Manually generated route sketches do not suffer from this problem. Hence, we consider the problem of automatically generating route sketches. Users generally have a rough conception—the mental map—of the route, hence, the sketch must sufficiently resemble the original route. We achieve this by requiring that in the new drawing the left-right and top-bottom relationship between all important nodes in the original route is maintained. Further, to enhance readability a minimum edge length is introduced and to reduce the visual complexity the admissible edge slopes are restricted.

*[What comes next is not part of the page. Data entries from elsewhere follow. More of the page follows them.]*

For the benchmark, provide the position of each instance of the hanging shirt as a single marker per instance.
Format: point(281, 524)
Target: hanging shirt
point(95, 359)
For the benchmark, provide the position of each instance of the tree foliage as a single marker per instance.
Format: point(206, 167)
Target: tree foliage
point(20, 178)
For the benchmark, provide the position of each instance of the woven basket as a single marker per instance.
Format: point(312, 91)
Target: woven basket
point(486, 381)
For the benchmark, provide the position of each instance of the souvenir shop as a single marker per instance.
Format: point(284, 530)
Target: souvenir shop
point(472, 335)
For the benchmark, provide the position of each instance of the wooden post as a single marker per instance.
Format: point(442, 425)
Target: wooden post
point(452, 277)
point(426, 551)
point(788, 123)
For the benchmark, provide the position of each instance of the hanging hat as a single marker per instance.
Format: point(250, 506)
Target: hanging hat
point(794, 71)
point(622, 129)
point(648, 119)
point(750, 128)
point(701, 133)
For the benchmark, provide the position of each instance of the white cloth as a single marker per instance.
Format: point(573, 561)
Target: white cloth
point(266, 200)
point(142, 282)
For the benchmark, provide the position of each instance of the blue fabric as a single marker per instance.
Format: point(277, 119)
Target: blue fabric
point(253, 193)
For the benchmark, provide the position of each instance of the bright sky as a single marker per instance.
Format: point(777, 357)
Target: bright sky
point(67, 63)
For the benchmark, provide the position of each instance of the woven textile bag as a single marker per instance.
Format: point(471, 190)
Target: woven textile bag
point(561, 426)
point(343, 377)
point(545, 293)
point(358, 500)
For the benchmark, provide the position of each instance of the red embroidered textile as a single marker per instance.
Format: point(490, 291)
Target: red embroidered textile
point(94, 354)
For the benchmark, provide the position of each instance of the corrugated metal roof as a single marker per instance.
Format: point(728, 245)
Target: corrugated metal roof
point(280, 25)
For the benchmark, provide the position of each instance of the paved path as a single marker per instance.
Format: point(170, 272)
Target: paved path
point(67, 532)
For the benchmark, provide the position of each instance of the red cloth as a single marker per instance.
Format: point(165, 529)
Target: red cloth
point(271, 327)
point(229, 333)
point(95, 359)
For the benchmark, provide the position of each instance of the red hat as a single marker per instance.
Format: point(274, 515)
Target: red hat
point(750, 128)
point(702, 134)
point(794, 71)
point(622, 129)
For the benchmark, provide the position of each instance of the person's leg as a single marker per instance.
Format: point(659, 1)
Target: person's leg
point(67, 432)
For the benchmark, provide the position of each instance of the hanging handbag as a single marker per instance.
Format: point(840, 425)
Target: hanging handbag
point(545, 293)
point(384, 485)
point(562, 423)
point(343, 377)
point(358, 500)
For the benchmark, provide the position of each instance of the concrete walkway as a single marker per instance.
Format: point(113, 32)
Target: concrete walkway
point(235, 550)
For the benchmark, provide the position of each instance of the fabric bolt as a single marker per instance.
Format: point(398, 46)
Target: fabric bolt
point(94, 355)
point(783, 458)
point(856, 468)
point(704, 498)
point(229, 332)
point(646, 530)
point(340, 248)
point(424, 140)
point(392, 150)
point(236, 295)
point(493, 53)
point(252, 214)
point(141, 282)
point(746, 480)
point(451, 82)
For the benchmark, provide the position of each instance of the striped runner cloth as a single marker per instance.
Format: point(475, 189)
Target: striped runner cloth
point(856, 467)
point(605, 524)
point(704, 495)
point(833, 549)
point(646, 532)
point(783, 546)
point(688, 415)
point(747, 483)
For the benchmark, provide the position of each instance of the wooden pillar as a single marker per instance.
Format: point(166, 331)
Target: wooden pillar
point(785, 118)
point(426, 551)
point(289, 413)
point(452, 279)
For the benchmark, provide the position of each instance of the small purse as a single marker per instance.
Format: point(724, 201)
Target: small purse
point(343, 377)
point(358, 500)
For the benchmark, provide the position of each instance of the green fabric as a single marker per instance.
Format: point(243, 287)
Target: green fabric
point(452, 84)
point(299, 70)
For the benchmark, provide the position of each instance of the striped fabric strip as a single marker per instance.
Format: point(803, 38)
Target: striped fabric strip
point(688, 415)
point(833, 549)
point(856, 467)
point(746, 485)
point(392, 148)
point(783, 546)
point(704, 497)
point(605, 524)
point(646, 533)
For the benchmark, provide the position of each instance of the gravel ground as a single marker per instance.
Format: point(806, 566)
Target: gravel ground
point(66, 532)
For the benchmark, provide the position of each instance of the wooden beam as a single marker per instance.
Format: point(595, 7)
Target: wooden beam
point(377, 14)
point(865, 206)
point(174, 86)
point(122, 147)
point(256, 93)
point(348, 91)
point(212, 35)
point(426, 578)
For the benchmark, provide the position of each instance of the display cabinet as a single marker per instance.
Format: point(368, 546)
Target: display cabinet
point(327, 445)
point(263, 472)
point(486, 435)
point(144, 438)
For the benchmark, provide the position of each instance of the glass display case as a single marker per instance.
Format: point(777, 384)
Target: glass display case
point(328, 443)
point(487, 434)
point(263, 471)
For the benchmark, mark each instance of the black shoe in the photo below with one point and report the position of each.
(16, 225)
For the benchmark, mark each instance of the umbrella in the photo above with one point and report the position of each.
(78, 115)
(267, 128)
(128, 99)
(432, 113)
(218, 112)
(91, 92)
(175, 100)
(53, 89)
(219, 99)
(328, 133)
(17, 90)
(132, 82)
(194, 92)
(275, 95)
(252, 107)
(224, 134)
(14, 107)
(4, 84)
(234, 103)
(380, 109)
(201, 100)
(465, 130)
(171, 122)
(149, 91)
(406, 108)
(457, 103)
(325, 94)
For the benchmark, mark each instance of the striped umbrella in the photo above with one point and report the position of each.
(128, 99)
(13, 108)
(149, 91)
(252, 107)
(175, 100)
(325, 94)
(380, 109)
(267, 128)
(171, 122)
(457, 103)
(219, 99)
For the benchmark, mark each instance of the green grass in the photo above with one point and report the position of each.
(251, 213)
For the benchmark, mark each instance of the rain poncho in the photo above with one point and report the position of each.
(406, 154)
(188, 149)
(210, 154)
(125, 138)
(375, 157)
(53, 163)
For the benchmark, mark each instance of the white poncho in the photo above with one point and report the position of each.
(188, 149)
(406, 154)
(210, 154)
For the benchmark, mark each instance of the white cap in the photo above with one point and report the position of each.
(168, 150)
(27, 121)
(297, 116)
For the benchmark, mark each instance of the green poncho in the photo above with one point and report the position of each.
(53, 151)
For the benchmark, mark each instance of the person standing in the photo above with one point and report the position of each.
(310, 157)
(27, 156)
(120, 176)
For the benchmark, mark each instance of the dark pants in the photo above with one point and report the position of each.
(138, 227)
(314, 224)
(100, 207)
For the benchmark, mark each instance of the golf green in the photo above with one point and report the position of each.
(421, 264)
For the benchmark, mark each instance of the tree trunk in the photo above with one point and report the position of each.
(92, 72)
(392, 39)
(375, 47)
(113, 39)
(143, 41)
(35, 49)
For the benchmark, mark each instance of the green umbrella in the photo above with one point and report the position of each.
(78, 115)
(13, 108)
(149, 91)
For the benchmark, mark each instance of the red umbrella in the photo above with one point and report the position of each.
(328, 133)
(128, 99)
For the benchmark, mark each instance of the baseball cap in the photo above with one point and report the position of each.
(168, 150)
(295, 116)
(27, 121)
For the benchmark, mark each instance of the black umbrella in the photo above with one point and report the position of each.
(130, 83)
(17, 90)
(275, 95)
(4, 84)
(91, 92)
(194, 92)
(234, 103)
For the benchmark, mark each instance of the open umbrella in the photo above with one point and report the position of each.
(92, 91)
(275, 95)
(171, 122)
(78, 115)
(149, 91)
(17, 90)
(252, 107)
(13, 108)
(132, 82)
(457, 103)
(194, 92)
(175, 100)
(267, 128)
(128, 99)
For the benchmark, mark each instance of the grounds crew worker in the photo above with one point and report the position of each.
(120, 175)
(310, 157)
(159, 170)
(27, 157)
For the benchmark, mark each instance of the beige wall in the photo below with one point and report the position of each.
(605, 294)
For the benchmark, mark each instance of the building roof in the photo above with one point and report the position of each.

The example route from Karlsruhe, Germany to Konstanz, Germany shows the result of our method. The traditional road map (picture on the left) and the hand-drawn route sketch differ in that the latter displays road details in Karlsruhe and in Konstanz more clearly. While in the hand-drawn route sketch all parts of the route are clearly visible, the road map provided by google maps only shows the highways in sufficient detail. Although the route is skewed in the hand drawn route sketch the overall shape, i.e., the mental map, is preserved. Our algorithms automatically generate route sketches that mimick the major characteristics of hand drawn route sketches. So, each street is discernable while the rough shape of the original route can be recognized. An experimental evaluation showed that our technique generates good route sketches within a reasonable time frame.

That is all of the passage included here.